While a strategy focused on price differentiation may yield short-term dominance, it can often be unsustainable. If a portfolio company has gained market leadership through price differentiation, the superior position may be easily shaken with the introduction of new players or shifts in industry dynamics. While a company can adjust its prices, the key to successful execution is not “whether your prices are lower than they used to be but that they remain higher than your rivals’’,” explained Raynor.
Raynor cautioned, “We don’t mean to suggest that a company can afford to ignore its relative price position.” The findings simply suggest that “outstanding performance is caused by greater value and not by lower price. Companies seeking sustained, exceptional profitability should pursue strategies that are consistent with this rule and avoid those that aren’t.” Raynor continued by explaining that the most successful companies, “rely much more on gross margins than on lower costs for their profitability advantage.”
Revenue Before Cost
The second major strategy that has helped guide certain companies to success is the philosophy of “Revenue Before Cost.” The focus on driving profitability through higher revenue — not lower costs — has proven to be a means for companies to achieve consistent excellence, despite micro- and macro-fluctuations.
Raynor explained, “Companies must not only create value but also capture it in the form of profits. By an overwhelming margin, exceptional companies garner superior profits by achieving higher revenue than their rivals, through either higher prices or greater volume.” He continued, “Very rarely is cost leadership a driver of superior profitability.”
While cutting costs can be helpful for growth, prioritizing cost efficiency can leave a company focused on its change over time — and not change relative to competition. As Raynor explained in his HBR podcast, “you don’t compete with yourself last year. You compete with your competition today. And so very frequently, organizations have to be more efficient to find ways to cut costs over time simply to stand still with respect to their competition.” If the focus is on cutting costs, especially over time, chances are the company will be stalled.
There Are No Other Rules
Raynor and Ahmed learned that there were no other overarching rules to predict long-term success. As a result, the third rule is do whatever it takes to satisfy rules one and two.
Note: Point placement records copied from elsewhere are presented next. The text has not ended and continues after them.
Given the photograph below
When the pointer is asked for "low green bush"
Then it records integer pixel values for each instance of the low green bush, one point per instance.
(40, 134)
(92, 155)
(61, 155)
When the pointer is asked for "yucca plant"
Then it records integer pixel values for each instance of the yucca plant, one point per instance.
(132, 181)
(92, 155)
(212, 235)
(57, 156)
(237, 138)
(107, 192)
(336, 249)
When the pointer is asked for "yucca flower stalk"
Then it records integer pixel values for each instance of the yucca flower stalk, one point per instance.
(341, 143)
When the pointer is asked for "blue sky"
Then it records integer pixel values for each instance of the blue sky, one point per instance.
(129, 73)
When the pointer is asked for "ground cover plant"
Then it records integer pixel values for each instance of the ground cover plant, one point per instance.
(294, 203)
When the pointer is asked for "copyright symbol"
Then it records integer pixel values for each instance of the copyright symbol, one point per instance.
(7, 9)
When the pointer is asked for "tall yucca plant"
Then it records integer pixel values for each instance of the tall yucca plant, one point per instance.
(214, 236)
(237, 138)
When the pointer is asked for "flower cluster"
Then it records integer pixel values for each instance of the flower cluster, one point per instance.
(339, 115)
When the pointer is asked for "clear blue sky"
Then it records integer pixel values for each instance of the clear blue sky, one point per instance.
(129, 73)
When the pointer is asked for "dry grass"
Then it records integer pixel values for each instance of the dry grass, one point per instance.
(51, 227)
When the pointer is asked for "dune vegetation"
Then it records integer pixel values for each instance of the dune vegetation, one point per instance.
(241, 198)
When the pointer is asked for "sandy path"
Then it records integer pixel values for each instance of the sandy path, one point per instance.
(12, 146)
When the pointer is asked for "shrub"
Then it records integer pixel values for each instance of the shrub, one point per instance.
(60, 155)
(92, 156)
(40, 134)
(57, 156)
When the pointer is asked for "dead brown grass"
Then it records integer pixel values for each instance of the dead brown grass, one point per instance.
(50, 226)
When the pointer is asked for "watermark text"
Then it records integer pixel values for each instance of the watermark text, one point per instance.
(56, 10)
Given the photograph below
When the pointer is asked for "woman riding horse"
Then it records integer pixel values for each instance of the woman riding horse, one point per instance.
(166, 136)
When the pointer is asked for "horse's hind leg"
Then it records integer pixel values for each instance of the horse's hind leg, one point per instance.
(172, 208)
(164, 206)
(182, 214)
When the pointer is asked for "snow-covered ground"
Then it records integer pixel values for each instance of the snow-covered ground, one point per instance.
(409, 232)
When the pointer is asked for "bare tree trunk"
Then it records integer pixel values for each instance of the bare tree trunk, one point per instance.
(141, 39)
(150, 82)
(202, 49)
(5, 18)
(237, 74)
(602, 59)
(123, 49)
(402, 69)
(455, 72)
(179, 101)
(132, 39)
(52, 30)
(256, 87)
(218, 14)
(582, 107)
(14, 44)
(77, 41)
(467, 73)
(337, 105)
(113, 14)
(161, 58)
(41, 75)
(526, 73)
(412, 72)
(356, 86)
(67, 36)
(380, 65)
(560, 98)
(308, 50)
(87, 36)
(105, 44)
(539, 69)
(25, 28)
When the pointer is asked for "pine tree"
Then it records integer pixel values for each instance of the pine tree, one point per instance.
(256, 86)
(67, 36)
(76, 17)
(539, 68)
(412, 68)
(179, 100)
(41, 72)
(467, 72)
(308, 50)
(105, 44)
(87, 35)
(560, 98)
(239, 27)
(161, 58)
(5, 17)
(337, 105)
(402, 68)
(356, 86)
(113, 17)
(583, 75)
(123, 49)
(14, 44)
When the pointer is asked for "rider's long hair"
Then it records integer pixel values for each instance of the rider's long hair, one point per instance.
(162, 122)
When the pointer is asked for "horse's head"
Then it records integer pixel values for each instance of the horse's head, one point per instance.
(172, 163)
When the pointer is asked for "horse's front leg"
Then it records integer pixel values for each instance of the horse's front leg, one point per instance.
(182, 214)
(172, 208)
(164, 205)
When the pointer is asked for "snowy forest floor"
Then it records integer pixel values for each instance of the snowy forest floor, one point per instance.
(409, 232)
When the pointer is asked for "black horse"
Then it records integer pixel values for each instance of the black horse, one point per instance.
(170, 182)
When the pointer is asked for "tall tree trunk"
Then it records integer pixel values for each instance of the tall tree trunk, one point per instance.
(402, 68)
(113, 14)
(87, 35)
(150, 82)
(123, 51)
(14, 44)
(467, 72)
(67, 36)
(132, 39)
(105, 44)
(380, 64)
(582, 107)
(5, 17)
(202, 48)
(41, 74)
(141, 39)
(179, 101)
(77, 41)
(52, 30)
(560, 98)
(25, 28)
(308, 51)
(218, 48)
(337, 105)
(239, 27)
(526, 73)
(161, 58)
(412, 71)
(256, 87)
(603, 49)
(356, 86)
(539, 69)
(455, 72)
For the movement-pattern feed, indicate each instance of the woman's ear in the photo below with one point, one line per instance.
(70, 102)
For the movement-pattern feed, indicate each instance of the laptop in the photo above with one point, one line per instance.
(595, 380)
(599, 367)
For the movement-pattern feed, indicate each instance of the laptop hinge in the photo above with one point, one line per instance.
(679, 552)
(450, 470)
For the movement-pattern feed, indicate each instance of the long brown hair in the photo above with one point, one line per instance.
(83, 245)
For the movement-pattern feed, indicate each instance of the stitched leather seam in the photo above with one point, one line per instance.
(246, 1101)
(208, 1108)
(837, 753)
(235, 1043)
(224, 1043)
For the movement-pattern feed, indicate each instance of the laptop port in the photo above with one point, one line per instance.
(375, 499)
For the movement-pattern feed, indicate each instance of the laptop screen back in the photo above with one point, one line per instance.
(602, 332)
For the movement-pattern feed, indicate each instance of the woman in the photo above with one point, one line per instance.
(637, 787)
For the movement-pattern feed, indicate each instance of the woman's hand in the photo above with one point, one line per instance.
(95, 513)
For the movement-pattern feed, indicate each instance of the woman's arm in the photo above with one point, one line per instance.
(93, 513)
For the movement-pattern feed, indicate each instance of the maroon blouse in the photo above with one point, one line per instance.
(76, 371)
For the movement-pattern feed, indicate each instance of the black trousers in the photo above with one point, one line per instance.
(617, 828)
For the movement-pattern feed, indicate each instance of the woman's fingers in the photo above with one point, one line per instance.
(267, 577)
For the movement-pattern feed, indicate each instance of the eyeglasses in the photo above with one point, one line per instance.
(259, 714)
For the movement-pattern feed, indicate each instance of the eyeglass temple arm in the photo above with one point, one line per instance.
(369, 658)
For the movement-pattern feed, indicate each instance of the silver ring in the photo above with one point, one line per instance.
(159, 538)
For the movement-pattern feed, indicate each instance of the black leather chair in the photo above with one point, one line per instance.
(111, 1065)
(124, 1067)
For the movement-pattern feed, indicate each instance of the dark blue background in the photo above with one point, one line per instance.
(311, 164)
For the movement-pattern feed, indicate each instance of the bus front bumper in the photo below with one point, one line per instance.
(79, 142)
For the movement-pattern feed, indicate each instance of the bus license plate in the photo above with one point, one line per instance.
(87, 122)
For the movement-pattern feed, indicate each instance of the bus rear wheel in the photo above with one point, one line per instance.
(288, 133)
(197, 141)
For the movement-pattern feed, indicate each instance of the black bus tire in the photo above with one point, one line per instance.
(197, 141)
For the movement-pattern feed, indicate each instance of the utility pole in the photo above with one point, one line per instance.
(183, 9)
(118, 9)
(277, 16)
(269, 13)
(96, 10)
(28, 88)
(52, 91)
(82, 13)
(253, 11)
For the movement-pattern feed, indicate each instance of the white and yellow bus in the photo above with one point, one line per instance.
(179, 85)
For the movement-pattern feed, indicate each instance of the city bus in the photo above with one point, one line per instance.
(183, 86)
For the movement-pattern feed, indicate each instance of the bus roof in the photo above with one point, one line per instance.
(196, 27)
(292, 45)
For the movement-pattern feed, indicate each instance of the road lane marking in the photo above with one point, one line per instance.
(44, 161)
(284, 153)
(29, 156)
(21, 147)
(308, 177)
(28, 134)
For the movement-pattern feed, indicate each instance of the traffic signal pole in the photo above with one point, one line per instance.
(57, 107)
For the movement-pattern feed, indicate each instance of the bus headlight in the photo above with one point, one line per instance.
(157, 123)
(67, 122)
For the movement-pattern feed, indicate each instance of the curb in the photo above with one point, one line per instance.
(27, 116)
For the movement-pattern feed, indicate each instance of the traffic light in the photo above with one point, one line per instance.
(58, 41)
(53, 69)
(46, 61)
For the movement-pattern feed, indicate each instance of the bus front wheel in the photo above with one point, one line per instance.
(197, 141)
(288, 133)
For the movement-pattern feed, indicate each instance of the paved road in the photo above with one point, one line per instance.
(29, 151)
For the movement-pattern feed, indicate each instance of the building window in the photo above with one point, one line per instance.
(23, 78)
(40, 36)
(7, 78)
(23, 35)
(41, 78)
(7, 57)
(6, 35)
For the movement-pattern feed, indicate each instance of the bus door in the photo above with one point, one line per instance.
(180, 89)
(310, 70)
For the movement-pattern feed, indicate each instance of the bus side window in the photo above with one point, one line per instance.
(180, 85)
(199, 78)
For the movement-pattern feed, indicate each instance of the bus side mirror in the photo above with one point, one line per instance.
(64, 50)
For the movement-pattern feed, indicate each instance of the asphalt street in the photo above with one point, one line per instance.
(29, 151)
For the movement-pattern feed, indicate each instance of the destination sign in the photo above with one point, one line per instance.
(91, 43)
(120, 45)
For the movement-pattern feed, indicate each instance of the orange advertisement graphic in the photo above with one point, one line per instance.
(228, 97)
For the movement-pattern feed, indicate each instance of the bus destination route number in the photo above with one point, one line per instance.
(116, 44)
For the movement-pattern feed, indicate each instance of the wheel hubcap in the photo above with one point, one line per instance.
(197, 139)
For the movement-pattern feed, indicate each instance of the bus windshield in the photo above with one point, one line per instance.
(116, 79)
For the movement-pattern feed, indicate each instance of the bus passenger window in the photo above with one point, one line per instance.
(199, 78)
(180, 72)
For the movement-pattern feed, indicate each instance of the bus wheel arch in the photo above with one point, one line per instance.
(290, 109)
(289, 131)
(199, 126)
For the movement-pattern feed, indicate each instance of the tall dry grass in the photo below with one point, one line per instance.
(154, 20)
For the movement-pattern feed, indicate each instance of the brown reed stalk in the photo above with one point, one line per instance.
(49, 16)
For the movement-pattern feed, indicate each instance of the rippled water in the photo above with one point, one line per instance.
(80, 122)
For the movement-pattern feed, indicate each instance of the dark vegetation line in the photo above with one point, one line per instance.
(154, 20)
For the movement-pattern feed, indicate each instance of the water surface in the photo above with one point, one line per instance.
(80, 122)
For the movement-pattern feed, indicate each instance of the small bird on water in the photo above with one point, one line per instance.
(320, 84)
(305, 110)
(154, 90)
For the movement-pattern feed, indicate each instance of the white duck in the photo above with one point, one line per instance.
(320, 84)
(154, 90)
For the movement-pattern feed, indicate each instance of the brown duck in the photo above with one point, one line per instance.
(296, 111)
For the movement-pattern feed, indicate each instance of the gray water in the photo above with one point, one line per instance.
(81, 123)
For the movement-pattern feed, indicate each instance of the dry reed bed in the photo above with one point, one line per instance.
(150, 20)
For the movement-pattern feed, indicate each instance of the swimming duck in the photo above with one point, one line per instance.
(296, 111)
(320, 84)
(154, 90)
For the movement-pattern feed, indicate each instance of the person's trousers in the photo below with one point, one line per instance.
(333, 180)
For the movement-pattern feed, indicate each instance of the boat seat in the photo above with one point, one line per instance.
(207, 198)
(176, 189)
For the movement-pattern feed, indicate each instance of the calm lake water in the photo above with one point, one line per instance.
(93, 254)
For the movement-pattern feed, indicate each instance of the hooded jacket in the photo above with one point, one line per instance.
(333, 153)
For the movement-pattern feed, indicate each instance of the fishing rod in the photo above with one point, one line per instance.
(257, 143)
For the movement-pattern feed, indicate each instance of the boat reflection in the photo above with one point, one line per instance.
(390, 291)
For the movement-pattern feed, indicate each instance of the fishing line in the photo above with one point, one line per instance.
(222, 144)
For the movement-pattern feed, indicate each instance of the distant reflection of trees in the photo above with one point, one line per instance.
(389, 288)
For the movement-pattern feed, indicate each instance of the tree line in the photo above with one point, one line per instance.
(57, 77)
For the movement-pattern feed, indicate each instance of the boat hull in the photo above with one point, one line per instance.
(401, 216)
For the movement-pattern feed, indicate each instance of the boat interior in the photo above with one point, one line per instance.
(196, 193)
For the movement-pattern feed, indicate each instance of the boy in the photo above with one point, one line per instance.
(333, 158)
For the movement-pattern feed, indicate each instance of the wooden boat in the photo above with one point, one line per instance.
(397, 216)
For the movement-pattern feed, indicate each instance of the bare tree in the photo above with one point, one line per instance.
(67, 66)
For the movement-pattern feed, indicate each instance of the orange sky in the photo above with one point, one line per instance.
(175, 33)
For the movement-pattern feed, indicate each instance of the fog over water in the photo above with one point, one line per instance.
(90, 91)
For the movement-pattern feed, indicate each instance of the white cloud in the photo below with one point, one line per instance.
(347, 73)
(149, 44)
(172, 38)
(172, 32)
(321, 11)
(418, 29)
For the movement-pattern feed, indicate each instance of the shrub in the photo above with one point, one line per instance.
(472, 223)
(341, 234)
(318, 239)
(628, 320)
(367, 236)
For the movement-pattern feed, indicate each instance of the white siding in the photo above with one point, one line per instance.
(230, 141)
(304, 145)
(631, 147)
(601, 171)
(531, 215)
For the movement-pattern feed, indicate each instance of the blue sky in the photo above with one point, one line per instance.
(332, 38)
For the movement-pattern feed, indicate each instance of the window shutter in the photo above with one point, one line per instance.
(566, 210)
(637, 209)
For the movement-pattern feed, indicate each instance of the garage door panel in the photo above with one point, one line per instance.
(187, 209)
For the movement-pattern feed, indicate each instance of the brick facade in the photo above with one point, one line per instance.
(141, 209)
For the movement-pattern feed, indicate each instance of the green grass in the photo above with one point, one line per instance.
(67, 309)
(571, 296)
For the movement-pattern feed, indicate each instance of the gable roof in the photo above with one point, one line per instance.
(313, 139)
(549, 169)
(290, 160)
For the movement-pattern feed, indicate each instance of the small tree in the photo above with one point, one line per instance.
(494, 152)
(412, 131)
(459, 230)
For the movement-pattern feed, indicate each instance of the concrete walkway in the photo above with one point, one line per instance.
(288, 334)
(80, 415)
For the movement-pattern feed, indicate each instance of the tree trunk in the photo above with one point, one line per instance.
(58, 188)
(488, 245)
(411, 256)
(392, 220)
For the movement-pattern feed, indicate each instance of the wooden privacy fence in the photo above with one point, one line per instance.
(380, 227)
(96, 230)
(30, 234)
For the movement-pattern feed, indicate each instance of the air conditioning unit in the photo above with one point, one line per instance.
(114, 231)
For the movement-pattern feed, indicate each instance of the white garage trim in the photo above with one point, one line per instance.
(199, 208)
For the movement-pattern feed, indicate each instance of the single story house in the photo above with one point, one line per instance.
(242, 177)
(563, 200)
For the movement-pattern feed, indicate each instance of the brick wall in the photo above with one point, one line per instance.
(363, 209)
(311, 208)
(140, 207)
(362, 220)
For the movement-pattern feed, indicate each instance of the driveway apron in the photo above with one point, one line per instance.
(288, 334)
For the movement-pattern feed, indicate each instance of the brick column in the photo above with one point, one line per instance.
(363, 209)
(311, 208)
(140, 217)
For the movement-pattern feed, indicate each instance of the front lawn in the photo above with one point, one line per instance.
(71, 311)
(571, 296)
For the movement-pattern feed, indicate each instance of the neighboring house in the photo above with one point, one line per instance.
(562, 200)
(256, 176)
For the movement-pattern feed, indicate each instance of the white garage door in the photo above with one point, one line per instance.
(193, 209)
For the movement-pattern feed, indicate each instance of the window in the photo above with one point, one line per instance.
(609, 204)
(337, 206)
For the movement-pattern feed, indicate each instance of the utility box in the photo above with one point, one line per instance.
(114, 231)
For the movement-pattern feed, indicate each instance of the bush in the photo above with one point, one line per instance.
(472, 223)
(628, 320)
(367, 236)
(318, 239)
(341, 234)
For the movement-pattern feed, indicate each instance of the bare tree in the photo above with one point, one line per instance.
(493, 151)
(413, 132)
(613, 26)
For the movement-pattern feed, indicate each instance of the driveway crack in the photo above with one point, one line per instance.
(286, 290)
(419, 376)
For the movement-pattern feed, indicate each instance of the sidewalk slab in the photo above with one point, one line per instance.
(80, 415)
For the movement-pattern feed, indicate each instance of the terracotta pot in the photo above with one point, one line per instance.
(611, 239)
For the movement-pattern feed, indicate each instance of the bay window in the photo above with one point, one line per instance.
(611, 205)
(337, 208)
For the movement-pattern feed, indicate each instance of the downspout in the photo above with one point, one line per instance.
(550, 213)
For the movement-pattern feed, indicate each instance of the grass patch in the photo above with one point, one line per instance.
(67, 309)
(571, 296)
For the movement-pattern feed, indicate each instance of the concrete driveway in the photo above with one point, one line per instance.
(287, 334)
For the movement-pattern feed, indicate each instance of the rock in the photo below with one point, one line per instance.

To help companies adopt these strategies, Raynor encourages them to first “get a clear picture of your company’s competitive position and profitability formula.” With this snapshot in mind, “The next time you find yourself having to allocate scarce resources among competing priorities, think about which initiatives will contribute most to enhancing the non-price elements of your position and which will allow you to charge higher prices or to sell in greater volume. Then give those the nod.”